The famed but elusive Brahman bull on Coney Island died last month during a routine health check.
The National Parks Board (NParks) said yesterday that the animal could not be revived after it was sedated for blood and faecal samples during its annual health check by veterinarians on Sept 28.
NParks is making the announcement only now as post-mortem investigations by the Agri-Food and Veterinary Authority have just concluded.
The results showed that the bull had chronic underlying illnesses, and that it had probably died of heart and lung complications while sedated.
"Health checks are necessary for its own well-being and for public health reasons, for example, to prevent the spread of diseases between animals and humans," said NParks in a statement.
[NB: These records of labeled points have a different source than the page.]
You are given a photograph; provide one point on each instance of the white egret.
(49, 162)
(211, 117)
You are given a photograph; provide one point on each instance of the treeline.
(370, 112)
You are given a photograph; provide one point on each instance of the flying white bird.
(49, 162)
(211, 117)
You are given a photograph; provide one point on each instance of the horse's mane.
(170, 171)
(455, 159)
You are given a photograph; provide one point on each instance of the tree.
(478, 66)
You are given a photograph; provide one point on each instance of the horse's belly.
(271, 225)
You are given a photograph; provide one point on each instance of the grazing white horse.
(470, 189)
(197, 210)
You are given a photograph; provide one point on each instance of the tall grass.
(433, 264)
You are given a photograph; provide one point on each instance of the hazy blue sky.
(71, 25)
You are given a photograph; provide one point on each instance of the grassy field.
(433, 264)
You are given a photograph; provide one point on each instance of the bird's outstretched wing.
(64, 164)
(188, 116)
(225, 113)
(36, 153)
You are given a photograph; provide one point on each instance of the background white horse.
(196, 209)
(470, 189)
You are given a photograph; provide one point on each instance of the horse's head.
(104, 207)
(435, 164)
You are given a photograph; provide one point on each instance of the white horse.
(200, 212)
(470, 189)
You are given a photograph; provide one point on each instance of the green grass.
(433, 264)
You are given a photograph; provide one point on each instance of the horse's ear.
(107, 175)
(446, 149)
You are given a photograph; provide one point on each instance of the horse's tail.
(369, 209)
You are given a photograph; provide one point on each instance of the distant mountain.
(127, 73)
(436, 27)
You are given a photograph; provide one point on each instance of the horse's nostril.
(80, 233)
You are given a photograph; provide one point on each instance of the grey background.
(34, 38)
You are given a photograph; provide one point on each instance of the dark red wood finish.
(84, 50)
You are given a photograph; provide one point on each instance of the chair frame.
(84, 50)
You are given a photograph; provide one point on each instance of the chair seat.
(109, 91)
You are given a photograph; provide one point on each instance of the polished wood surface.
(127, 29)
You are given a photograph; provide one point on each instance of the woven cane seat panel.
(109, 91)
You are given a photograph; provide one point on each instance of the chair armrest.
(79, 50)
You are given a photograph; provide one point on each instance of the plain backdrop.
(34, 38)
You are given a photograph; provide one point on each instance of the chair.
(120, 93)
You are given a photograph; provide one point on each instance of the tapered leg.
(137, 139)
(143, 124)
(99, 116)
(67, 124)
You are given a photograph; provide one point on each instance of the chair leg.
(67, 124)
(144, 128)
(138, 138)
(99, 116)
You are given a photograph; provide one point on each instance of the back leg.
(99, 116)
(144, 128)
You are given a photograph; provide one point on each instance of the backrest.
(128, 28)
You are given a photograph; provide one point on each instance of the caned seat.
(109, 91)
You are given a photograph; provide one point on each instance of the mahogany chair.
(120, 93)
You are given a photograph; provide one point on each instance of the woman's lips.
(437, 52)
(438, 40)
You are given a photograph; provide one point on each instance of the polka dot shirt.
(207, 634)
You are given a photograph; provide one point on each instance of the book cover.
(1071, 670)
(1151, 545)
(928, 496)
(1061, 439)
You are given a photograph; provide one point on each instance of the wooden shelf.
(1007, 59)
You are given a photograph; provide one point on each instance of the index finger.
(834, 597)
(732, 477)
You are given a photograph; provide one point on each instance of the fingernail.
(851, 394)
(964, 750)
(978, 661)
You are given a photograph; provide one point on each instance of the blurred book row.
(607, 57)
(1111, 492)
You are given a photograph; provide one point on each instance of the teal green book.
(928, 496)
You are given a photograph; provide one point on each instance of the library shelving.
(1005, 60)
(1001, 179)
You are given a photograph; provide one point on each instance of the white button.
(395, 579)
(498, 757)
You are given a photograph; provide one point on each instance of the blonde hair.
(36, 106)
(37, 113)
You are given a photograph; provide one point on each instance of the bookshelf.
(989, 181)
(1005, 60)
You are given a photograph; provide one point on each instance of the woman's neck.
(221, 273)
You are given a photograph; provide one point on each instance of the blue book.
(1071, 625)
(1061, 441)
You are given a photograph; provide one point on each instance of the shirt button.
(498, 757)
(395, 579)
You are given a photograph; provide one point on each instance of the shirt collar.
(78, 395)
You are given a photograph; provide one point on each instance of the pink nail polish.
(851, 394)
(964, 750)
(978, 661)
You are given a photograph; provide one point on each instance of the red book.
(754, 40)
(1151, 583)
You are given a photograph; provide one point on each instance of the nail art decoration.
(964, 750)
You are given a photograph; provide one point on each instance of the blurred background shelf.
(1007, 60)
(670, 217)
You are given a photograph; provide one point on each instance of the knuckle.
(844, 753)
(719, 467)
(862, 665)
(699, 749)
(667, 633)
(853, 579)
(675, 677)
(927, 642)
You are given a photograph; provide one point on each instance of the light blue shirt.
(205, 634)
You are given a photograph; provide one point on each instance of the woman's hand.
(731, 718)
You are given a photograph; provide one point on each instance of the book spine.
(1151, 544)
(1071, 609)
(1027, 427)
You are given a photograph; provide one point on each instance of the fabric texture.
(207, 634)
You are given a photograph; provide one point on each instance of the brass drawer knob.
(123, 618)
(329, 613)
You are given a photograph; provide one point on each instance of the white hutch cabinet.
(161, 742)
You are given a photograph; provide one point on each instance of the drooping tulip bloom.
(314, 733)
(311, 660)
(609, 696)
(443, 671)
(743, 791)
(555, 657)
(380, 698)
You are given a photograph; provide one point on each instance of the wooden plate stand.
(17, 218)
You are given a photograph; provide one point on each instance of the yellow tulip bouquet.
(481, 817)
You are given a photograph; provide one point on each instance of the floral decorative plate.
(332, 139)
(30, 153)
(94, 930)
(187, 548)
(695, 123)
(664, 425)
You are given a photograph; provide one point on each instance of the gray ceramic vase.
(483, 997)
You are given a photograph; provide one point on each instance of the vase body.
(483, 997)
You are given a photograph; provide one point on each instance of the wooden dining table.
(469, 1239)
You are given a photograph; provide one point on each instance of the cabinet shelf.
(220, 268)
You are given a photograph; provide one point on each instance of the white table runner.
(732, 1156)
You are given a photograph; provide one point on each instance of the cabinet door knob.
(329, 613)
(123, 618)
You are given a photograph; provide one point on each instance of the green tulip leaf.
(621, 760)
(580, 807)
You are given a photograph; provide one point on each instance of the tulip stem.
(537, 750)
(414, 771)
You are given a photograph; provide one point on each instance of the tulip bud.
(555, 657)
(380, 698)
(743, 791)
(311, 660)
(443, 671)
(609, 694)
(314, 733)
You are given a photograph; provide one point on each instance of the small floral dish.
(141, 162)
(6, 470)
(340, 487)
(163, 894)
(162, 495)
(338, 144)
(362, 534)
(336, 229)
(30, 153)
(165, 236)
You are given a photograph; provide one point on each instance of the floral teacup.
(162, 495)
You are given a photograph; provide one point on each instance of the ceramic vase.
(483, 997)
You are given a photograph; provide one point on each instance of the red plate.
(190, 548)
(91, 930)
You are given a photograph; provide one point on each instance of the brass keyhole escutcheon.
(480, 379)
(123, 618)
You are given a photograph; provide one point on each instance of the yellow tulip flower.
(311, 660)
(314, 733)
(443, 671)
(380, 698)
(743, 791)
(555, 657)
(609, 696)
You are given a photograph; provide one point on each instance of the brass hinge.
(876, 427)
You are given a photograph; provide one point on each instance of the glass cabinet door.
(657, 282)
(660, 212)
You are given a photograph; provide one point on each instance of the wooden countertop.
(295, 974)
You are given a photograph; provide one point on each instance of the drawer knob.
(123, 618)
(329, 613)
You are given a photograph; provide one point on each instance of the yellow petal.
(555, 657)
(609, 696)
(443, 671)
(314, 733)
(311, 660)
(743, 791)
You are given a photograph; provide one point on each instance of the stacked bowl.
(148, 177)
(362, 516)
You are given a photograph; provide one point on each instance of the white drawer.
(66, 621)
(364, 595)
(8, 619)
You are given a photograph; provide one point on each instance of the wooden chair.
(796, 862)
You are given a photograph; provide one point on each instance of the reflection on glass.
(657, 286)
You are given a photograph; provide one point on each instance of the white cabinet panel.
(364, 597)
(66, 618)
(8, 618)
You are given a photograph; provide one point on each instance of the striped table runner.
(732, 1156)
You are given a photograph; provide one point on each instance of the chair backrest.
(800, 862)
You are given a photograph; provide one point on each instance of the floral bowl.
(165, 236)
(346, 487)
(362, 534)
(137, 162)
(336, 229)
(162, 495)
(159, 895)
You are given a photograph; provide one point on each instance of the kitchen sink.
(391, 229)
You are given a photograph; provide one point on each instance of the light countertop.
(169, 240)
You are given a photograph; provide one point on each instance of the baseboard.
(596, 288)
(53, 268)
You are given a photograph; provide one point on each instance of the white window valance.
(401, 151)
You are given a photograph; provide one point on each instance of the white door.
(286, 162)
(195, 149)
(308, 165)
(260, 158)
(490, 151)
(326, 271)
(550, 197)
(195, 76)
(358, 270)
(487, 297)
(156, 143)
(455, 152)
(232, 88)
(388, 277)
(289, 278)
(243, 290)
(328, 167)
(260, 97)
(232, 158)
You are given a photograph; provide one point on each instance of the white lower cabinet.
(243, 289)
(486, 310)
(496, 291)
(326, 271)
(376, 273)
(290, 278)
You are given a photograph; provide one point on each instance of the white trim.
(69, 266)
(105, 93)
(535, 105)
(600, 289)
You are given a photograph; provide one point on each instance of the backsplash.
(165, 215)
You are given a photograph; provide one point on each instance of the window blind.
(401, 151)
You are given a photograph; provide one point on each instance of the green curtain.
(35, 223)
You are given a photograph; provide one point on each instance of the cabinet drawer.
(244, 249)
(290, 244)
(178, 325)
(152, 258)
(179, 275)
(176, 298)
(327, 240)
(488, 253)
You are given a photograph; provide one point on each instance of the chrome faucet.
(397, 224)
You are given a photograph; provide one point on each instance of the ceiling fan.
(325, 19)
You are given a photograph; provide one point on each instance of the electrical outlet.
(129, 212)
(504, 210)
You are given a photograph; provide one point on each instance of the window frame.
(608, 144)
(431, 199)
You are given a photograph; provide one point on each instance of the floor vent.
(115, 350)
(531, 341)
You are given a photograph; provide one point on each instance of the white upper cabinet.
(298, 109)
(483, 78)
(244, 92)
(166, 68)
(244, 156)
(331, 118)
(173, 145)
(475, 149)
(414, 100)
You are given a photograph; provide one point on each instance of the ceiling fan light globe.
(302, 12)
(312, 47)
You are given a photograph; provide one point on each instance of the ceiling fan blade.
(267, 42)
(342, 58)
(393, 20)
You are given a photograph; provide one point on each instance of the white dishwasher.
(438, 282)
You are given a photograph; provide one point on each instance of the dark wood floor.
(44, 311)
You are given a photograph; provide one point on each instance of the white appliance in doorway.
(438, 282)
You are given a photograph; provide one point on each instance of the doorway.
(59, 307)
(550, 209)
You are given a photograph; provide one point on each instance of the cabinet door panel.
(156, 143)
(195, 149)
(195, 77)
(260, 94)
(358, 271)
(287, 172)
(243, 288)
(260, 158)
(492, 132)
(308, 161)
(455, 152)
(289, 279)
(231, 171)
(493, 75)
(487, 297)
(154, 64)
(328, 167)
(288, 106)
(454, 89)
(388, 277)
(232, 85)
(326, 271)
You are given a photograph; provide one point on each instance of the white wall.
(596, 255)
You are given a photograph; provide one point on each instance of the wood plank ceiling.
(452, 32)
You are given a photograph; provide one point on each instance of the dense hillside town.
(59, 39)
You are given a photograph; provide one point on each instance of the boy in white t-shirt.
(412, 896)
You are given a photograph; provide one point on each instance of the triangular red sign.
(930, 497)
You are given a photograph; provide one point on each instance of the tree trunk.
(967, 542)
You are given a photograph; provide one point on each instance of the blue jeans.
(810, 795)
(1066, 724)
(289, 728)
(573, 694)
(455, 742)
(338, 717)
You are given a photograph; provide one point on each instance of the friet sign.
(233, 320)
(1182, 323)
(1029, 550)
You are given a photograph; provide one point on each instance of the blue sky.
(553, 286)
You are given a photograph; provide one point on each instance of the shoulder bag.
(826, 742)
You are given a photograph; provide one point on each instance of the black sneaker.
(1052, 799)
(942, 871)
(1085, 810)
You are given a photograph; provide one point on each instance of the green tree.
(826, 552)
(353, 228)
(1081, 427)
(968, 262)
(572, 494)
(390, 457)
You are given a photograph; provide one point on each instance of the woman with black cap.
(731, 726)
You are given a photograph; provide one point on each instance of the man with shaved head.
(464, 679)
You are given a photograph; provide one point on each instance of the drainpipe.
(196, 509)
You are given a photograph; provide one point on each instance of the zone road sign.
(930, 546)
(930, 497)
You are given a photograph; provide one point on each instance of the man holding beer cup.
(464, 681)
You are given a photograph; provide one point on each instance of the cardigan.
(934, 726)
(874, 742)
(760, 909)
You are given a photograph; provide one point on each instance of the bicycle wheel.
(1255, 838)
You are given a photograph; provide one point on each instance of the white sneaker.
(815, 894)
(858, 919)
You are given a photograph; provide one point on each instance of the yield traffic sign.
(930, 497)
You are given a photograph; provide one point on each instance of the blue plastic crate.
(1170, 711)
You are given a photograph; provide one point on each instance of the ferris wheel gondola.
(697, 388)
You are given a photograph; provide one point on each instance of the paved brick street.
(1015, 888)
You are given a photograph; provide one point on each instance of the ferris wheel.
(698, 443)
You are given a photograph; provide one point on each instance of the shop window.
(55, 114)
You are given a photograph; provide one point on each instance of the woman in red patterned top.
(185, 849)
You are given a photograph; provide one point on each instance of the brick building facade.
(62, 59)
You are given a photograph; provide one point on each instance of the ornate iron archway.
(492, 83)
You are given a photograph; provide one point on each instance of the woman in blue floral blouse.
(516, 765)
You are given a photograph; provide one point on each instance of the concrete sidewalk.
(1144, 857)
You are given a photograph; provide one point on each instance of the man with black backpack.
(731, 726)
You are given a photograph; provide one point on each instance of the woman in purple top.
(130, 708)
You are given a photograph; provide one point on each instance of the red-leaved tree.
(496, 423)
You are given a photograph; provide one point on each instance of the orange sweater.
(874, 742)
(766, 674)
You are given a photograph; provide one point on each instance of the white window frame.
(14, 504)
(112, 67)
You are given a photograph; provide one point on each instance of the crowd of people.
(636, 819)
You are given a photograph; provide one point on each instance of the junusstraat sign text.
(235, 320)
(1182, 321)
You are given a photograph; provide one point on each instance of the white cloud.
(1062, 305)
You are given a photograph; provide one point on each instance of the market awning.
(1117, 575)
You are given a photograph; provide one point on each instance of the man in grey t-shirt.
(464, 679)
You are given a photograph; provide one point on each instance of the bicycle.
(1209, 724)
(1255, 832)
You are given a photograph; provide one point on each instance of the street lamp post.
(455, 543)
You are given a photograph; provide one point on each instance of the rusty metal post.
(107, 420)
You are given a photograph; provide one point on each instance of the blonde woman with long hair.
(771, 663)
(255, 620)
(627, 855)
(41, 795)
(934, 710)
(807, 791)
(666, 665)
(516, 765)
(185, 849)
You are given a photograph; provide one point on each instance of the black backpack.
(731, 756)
The agency added: "Given its large size, sedating it was a standard procedure to ensure the safety of all personnel involved."
ONE OF A KIND
The mystical nature of its origins, and the fact that it had survived alone and stranded, made it so much more special.
MS CHERYL GOH, a marketing executive who did not manage to catch a glimpse of the bull on her last visit to the island.
It was a mystery how the bull had found its way onto the island in the first place, and its age is unknown. NParks first found it while in the process of setting up the 50ha Coney Island Park.
The park, connected by two bridges to Punggol Promenade and Pasir Ris Coast Industrial Park 6, was opened to the public last October.
The animal was sickly and malnourished when it was first found, but recovered after foraging naturally on the abundance of vegetation on the island.
"It was a recognisable part of Coney Island Park and will be missed," said NParks.
However, few visitors had actually set eyes on the elusive, doe-eyed animal.
Marketing executive Cheryl Goh, 26, had not seen it on her trip to Coney Island last year but was sorry to hear it had died.
She said: "The mystical nature of its origins, and the fact that it had survived alone and stranded, made it so much more special."
Healthcare worker Gao Kaihui, 28, had been hoping to see the bull during a trip to the park next week.
"I guess it was probably old, and NParks had done its duty of providing as much as it could since knowing of its existence," she said.
"It is probably the only lucky bull that has roamed free in Singapore's vastly fast-developing concrete city."